Feature engineering is the process of transforming raw data into numerical inputs that a machine learning model can consume. A raw event like "user X purchased item Y for $42.50 at 14:03:07" becomes a set of features: transaction count in the last 5 minutes, average spend in the last 24 hours, number of distinct merchants in the last hour.

In batch feature engineering, these transformations run on a schedule. A job computes all features from a snapshot of historical data, writes the results, and then waits until the next scheduled run.

Real-time feature engineering removes the schedule. Instead of reading from a warehouse on a timer, it reads from event streams (Kafka, Kinesis, Redpanda) and updates feature values incrementally as each event arrives. The result is a feature store that reflects the state of the world right now, not the state from the last batch run.

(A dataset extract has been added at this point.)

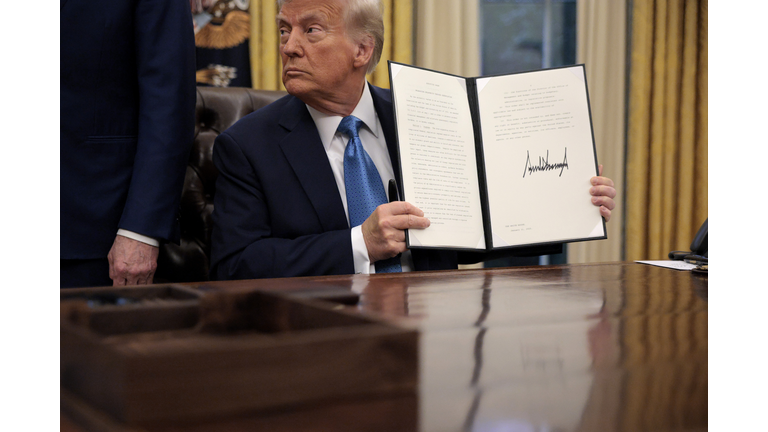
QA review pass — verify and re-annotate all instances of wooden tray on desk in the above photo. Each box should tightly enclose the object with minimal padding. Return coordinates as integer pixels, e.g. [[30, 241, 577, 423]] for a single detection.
[[61, 287, 418, 425]]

Three properties that define real-time feature engineering

Continuous computation: Features update with every incoming event, not on a cron schedule. There is no "next run" to wait for.
Incremental processing: When a new event arrives, only the affected feature rows are recomputed. The system does not re-scan the entire dataset. This is what makes sub-second latency achievable at scale.
Stream-native: The pipeline reads directly from event streams and produces results that are immediately queryable. There is no intermediate landing zone or staging table.

Why Batch Feature Pipelines Break in Production

Batch feature pipelines are familiar and well-understood, but they introduce three systemic problems that get worse as your ML system matures.

The freshness problem

A batch pipeline that runs every hour produces features that are, on average, 30 minutes old at serving time. For some use cases, this is fine -- a content recommendation model can tolerate hourly refreshes. But for fraud detection, dynamic pricing, real-time personalization, and anomaly detection, stale features directly reduce model accuracy.

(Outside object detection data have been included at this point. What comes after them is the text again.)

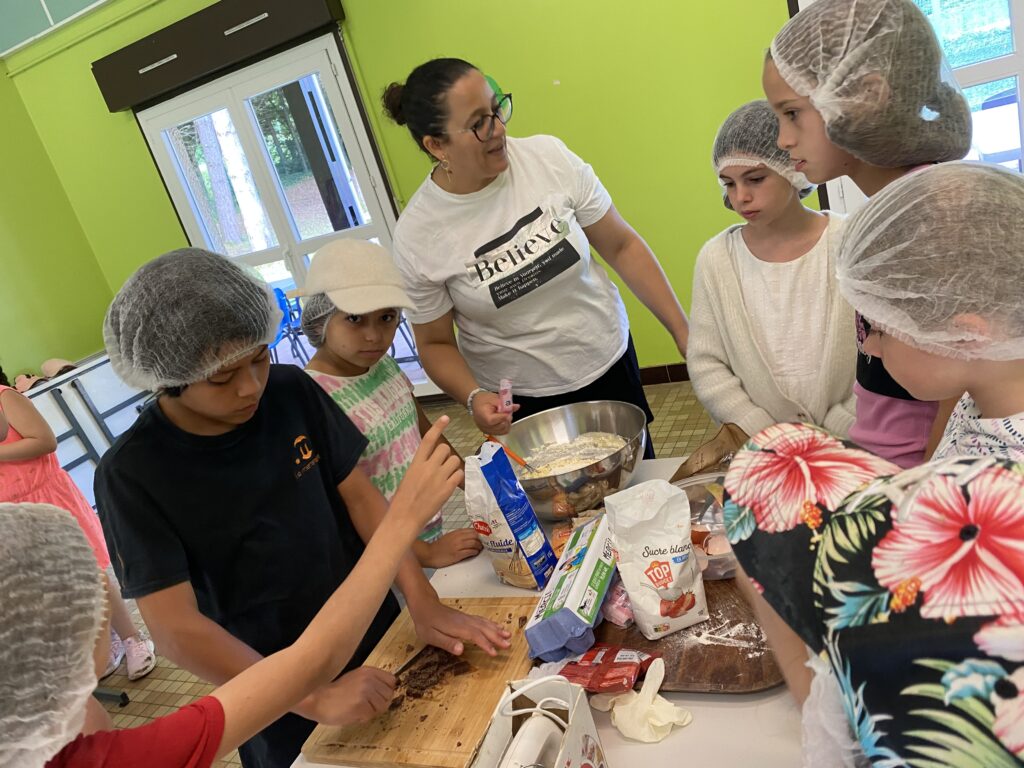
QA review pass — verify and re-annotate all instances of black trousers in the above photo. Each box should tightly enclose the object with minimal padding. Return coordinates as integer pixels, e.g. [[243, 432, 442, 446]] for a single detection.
[[512, 335, 654, 459]]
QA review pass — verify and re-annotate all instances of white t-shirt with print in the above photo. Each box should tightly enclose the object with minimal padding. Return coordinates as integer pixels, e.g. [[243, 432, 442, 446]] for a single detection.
[[394, 136, 629, 397], [934, 392, 1024, 462]]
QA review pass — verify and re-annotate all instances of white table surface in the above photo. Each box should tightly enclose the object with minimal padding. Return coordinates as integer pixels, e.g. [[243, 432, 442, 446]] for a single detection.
[[293, 459, 801, 768]]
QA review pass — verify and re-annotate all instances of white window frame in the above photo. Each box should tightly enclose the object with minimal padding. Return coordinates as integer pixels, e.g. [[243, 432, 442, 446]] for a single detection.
[[136, 34, 395, 288]]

Consider a fraud model. It was trained on features like "transaction count in the last 5 minutes" computed from raw event logs. But in production, the feature store only refreshes hourly. The model receives a txn_count_5min value that was accurate 45 minutes ago. A burst of fraudulent transactions that started 3 minutes ago is invisible to the model.

Training-serving skew

This is the most insidious failure mode in production ML. Training-serving skew happens when the code that computes features for training differs from the code that computes features for serving, even subtly.

In a typical batch architecture, training features are computed by a PySpark job reading from a data lake, while serving features come from a separate pipeline writing to Redis. The two code paths use different join semantics, different null handling, different window boundaries. The model sees a different feature distribution in production than it saw during training, and its predictions degrade silently -- no errors, no crashes, just worse outcomes.

Operational overhead

Each batch feature pipeline is a DAG node. It needs scheduling, monitoring, alerting, backfill logic for failed runs, and dependency management. At 10 features, this is manageable. At 200 features across 15 models, it is a full-time job. Late-arriving data triggers reruns. Schema changes cascade through downstream jobs. Backfills compete with production runs for cluster resources.

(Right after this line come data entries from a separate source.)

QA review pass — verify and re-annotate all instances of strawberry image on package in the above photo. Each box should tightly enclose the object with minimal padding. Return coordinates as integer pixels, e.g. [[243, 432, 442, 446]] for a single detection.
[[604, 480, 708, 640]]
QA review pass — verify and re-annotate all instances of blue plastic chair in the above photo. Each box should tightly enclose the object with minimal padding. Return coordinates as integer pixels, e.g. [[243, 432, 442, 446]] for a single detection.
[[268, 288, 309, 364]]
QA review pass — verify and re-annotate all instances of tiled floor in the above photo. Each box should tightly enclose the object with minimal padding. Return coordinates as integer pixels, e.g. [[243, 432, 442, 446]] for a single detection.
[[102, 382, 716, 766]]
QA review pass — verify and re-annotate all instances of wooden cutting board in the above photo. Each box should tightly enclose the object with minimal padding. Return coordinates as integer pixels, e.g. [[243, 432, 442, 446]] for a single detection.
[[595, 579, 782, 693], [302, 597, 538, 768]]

How Streaming SQL Makes Real-Time Features Practical

The traditional answer to real-time feature engineering has been to write custom Flink or Spark Structured Streaming applications in Java, Scala, or Python. This works, but it introduces a new tech stack, a new deployment model, and a new skillset requirement for your team.

Streaming SQL offers a different path. If you can write a GROUP BY query, you can build a real-time feature pipeline. RisingWave is a streaming database that lets you define features as SQL queries over live streams, maintained continuously as materialized views.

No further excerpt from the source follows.